Dores do Indaiá, 6 de junho (aniversário de meu pai, Osório Caetano da Cruz) - 1988

 

 

 

 

 

 

 

 
 

 

           

 

 


ANIVERSÁRIO DE VÓ.

         Maria

 

         Nunca fui muito de comemorar aniversários.Ainda mais  na idade de vó, sem o abraço do BEM... Acho forçado, acho  desnecessário, acho tudo   muito costa-acima - na gramática estrelada.

         Gosto do meu jeito de ser feliz  todos os dias, com aquela felicidade miúda, com as  lembranças de todos os dias, com as saudades de todos os dias, com as alegrias de todos os dias... Sem elas, eu não seria feliz: tudo tem seu lugar em meu coração: bulir naquele baú antigo, desencaixaria   as emoções e  a Maria sentiria falta de algum retalho de saudades, de um     remendo de alegria, de um bordado de lembranças, de um tiquinho de tristeza...

         Meu coração é rotineiro – não se dá ao luxo de novidades: elas  mudam seu rumo, mudam sua dança: ele até perde o jeito de ver as nuances  das cores do céu, mistura aurora com entardecer, mistura vozes, mistura  sons, fico fada, fico velha, fico menina, fico doida.
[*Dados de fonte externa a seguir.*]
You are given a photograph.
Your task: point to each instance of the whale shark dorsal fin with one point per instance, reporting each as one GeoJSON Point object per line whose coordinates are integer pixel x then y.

Prefiro a mesmice: acho  meus azuis, meus sóis, meus afetos, minhas pequenas tristezas,  minhas rezas antigas –      Meu Deus, eu creio em Vós, espero em Vós e Vos amo de todo o meu coração. Eu Vos agradeço por me terdes criado, me feito cristão e me conservado nesta noite. Para Vossa glória eu Vos ofereço todos  os meus pensamentos, palavras e obras desse dia. Conservai-me em estado de graça, livrai-me de todo o pecado e de todo o  mal. Mãe Santíssima, anjo da minha  guarda, todos os anjos e santos do céu, rogai a Jesus por  mim, amém.”

          É assim que começo o meu dia, desde sempre – não sei onde aprendi a rezar assim; na igreja? com minha mãe? Tanto faz com tanto fez – nunca pensei em corrigir  nada, masculino, feminino,  imperativo...   fui descobrindo  o significado das palavras ao longo da vida. Pra que  mudar? Sempre deu certo, sempre rompi o dia - hoje mais longo , amanhã mais alegre - com essa reza rompi   adiante, não mudei nada. Muito menos no dia de meu aniversário...
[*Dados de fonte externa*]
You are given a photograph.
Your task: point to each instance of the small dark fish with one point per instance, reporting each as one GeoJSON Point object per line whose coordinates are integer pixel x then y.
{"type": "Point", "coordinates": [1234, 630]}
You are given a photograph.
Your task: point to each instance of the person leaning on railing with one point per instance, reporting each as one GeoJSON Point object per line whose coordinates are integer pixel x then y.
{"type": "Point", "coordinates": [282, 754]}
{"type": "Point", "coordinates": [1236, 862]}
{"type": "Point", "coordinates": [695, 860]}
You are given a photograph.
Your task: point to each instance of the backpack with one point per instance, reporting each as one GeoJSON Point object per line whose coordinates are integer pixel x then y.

         Então, todos os aniversários são  dias  iguais aos outros aqui  em casa: sem bolo, sem salgadinhos, sem brigadeirinhos,  sem palmas e sem grandes arroubos...
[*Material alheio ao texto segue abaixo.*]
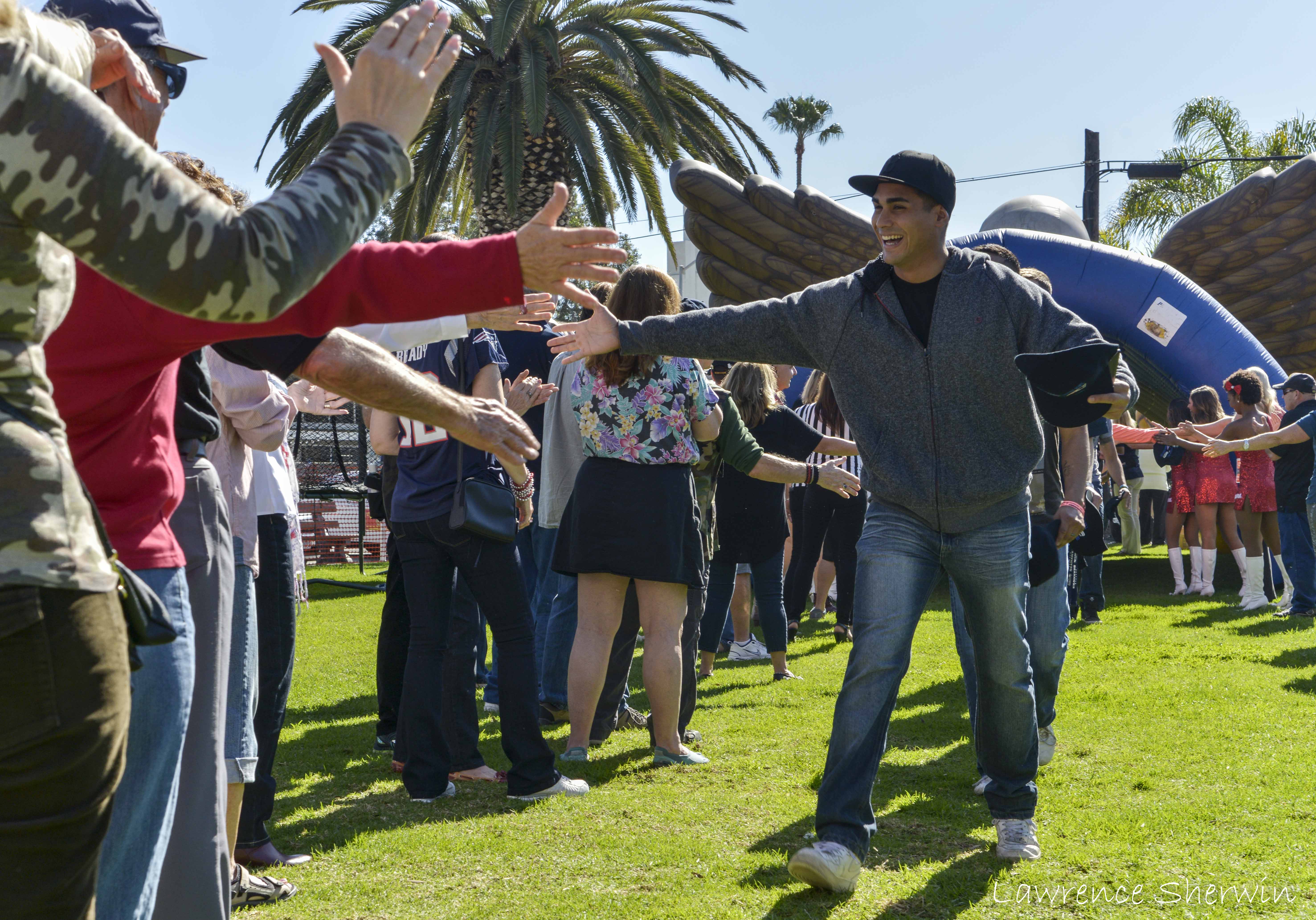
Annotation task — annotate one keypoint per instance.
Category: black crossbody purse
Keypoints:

         Mas, a Luíza, minha  neta linda, pensa diferente,  sente falta da festinha, eu vejo que sente. Sempre passa aqui, fora de hora, quebrando a monotonia, sempre querendo enfeitar meu dia. Chega, dengosa, com estrelas nos olhos...Sempre  me pega em horas normais de trabalho – quer dizer, aulas...  Eu faço sinal de silêncio pra ela, ela entende, ri com os olhos apertadinhos, dá uma voltinha na casa e ...

 

         Nos dois   últimos anos, coincidentemente, eu estava dando aulas: ela chegou, ficamos em atitude de companheiras do grande segredo: pra não dizer que não falei de flores, fui lá dentro, trocamos  abraços e beijinhos, rimos, compactuadas com a magia do silêncio. Então, falei alto, para as  alunas ouvirem, só para ter o que falar:

         _Luísa, trata das galinhas pra vovó, trata?

         Tadinha, ela tem horror a galinhas, a bicos e cristas e cocoricós. Mas levou o pedido ao pé da letra!

         Daí um tempinho, ela volta, dá um tiauzinho, deixa mil beijos no ar da tarde azul e se vai...

         Final da aula...       

         Em cima de minha cama, uma cartinha da Luísa:

 

        “Vó, parabéns! Beijos, Luísa.      

         *Vó, você vai rir disso, mas fiquei com vergonha de falar   perto das mulheres (alunas)...Fiquei com medo de jogar milho para as galinhas. Elas estavam gritando demais  e tinha uma  solta... Sorry.

          Luísa.

 

          Em outro aniversário, lá vem a  minha  linda.

         Mesmo ritual,  mesmo pacto de silêncio.

         Deixei-a na cozinha, onde recebi seu carinho. Minha filha  também estava   em casa. Voltei às aulas e... o telefone tocou: era a Maria Inês (Miranda de Carvalho) de Belo Horizonte... Luísa   passou perto de  mim, apontou para um papel  que trazia nas mãos    lá se foi: tchau, tchau!!!

        

         “Vó. Vou embora. A geladeira caiu comigo. A  parte onde ficava a água (uma  parte de lado).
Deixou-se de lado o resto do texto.